The Southern India Mills’ Association (SIMA) has urged the Central government and the Reserve Bank of India to extend the recently announced trade relief measures for the apparel and made-ups sectors to spinning and weaving units as well.
In a press release, SIMA chairman Durai Palanisamy said India’s textile and apparel exports fell 10.34% in September 2025 compared to the same month last year. Exports of cotton yarn, fabrics, made-ups and handloom products declined by 11.66%, while apparel exports dropped 10.14%.

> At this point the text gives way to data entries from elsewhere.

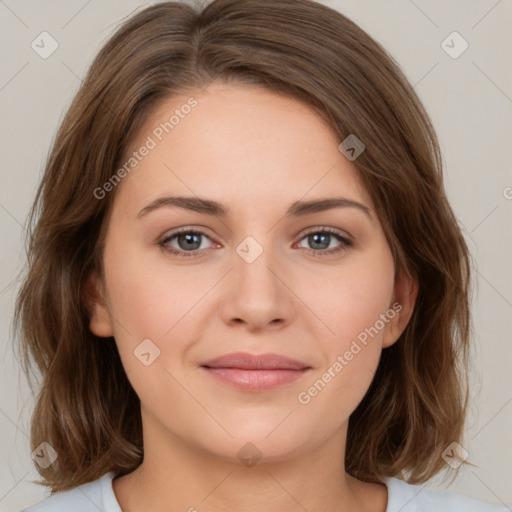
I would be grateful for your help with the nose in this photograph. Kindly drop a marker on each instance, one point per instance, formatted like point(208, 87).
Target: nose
point(256, 294)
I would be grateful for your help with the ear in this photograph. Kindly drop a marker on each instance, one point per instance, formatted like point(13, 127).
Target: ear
point(404, 299)
point(99, 317)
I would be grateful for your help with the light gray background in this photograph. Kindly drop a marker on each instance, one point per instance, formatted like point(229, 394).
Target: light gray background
point(468, 98)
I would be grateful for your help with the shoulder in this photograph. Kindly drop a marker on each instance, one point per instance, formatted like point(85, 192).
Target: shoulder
point(90, 497)
point(406, 497)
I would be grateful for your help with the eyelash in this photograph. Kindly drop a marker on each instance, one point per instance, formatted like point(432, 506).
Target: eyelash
point(345, 242)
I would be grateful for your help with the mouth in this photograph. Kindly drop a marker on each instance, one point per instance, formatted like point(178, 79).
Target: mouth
point(255, 373)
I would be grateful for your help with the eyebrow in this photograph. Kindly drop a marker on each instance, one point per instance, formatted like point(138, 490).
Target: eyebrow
point(209, 207)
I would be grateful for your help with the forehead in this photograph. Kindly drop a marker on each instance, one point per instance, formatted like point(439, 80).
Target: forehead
point(239, 143)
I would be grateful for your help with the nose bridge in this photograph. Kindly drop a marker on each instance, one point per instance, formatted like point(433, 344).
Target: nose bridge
point(252, 265)
point(257, 296)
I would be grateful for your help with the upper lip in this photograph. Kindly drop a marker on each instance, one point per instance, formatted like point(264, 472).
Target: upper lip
point(245, 361)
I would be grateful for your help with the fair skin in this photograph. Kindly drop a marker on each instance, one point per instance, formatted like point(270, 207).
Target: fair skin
point(256, 153)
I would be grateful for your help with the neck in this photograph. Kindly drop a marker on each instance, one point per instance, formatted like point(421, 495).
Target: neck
point(177, 476)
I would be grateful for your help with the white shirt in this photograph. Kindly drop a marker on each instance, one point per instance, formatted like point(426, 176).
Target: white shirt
point(402, 497)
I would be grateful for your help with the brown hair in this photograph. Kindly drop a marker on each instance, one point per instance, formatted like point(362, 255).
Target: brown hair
point(86, 408)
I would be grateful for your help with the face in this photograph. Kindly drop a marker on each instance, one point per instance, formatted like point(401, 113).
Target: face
point(266, 266)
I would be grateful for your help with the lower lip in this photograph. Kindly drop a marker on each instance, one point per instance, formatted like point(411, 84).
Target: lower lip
point(255, 380)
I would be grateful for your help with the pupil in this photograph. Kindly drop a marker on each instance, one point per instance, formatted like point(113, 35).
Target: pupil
point(317, 243)
point(191, 239)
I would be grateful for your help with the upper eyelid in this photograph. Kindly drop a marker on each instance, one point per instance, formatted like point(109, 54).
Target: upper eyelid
point(314, 229)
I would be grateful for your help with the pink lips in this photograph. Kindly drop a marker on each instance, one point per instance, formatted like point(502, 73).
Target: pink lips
point(255, 372)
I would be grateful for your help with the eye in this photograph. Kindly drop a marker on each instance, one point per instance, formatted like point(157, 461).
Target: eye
point(321, 239)
point(189, 242)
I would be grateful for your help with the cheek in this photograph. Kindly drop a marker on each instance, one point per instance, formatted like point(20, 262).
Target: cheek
point(148, 295)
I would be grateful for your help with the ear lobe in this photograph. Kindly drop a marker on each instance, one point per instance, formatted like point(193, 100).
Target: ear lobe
point(99, 317)
point(404, 299)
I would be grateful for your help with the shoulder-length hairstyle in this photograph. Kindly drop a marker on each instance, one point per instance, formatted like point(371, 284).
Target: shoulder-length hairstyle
point(86, 408)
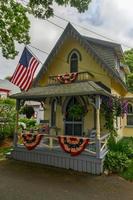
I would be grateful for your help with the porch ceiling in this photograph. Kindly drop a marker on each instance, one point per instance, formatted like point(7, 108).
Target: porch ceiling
point(73, 89)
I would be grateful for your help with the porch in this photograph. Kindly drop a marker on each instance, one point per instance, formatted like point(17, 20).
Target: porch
point(49, 151)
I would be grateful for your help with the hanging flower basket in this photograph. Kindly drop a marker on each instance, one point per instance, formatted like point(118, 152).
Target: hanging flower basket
point(28, 111)
point(76, 111)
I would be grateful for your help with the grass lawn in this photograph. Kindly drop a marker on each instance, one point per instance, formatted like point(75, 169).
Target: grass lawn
point(128, 173)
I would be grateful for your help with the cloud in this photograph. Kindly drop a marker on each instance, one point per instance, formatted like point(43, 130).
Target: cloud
point(112, 18)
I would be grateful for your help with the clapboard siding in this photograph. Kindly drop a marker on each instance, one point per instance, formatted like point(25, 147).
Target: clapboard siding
point(58, 158)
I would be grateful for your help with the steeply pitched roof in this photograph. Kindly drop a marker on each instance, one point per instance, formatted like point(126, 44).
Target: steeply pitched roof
point(77, 88)
point(104, 52)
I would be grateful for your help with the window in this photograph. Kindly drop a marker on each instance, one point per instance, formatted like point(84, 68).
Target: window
point(72, 126)
point(74, 63)
point(53, 113)
point(130, 114)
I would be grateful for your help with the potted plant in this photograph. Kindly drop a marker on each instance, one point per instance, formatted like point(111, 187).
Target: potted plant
point(76, 111)
point(28, 111)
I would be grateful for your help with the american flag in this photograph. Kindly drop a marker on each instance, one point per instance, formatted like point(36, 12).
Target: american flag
point(25, 70)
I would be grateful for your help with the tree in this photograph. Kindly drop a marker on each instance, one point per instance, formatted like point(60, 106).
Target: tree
point(128, 59)
point(14, 22)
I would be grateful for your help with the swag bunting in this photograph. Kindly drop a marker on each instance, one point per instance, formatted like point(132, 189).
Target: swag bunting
point(67, 78)
point(73, 145)
point(31, 141)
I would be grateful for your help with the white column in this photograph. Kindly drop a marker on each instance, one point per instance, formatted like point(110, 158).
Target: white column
point(98, 101)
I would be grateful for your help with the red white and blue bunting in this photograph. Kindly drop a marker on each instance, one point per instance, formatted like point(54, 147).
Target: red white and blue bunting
point(31, 141)
point(67, 78)
point(73, 145)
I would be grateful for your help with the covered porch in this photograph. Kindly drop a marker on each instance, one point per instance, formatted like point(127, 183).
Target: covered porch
point(57, 100)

He noted that production disruptions of 25% to 70% across decentralised powerloom, knitting and garment units, combined with weak global demand, have severely affected revenue and liquidity. Nearly 82% of units are reportedly offering extended credit of three to six months, while exporters face order cancellations as buyers shift to lower-tariff sourcing destinations, posing risks to long-term relationships.
Palanisamy said that although the relief package currently covers garments and made-ups under HS Codes 61, 62, 63 and 94, similar support is urgently needed for spinning, weaving and processing units falling under HS Codes 52, 54, 55 and 60. These capital-intensive segments form the backbone of the textile value chain and supply essential yarns and fabrics to downstream apparel and made-ups manufacturers, he added.
Welcoming the government’s move, A. Sakthivel, vice-chairman of the Apparel Export Promotion Council, said the measures offer much-needed support to exporters grappling with prolonged payment cycles and subdued global demand.